US airlines may encounter additional challenges if passengers decide to cut back on travel spending due to the highest level of inflation seen in four decades, which could result in further value contraction for all airline companies.

Rising oil prices and continued pressure from the pandemic have led to a contraction in Delta’s P / E ratios this year. The Bureau of Labor Statistics reports that air travel prices dropped in June compared to the previous month. According to data from Hopper, the average cost of domestic travel in May was $ 310, up approximately 16% from the same period in 2019, while the average cost of an international flight in May was $ 827, up 26% from 2019. Given the high demand for travel and staff shortages, it is unlikely that ticket prices will fall sharply in the coming quarters, and this will help Delta mitigate some of the negative impacts on its operating margins.

Despite operating at reduced capacity, major airlines have nearly recovered operational efficiency to pre-crisis levels. Delta may be able to meet its goal of reaching pre-pandemic capacity by the summer of 2023, as demand for corporate and international travel recovers with airports eliminating pandemic-related travel requirements. While the current uncertainty may be daunting, there seems to be value in Delta stock today.

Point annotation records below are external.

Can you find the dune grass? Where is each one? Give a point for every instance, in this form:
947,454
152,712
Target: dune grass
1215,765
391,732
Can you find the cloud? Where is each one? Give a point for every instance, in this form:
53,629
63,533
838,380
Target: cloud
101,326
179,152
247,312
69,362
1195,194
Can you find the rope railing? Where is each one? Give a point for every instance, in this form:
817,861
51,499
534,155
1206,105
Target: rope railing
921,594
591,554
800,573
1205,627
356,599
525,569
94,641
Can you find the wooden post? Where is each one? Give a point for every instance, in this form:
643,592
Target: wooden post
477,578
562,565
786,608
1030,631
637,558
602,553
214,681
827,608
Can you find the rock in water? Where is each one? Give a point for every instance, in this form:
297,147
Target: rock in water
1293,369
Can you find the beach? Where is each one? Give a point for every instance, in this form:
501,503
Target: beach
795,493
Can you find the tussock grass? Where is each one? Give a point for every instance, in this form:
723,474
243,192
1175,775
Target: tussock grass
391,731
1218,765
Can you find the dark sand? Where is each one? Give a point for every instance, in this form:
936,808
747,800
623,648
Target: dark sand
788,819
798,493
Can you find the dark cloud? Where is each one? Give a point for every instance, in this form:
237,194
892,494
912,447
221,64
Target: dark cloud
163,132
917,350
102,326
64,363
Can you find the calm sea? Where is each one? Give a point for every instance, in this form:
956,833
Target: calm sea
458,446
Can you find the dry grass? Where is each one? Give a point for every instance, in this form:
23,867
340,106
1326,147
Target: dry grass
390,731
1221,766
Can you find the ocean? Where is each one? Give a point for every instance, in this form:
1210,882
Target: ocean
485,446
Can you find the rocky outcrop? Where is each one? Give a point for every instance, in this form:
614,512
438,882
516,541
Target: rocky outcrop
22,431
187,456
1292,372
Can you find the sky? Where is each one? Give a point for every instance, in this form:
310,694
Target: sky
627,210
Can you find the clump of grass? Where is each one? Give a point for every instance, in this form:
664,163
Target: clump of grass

With operating improvements and cost efficiencies expected in the next five years along with consistent demand for air travel, Delta Air Lines stock seems a good pick today for long-term-oriented investors although shares are likely to remain volatile for the remainder of this year.


Delta Air Lines posted mixed results for the second quarter of 2022 but certain granular financial performance metrics suggest the company is moving in the right direction. Despite short-term challenges, Delta seems well-positioned to grow in the long run while achieving operational efficiencies at the same time. Delta stock, therefore, seems attractively priced today.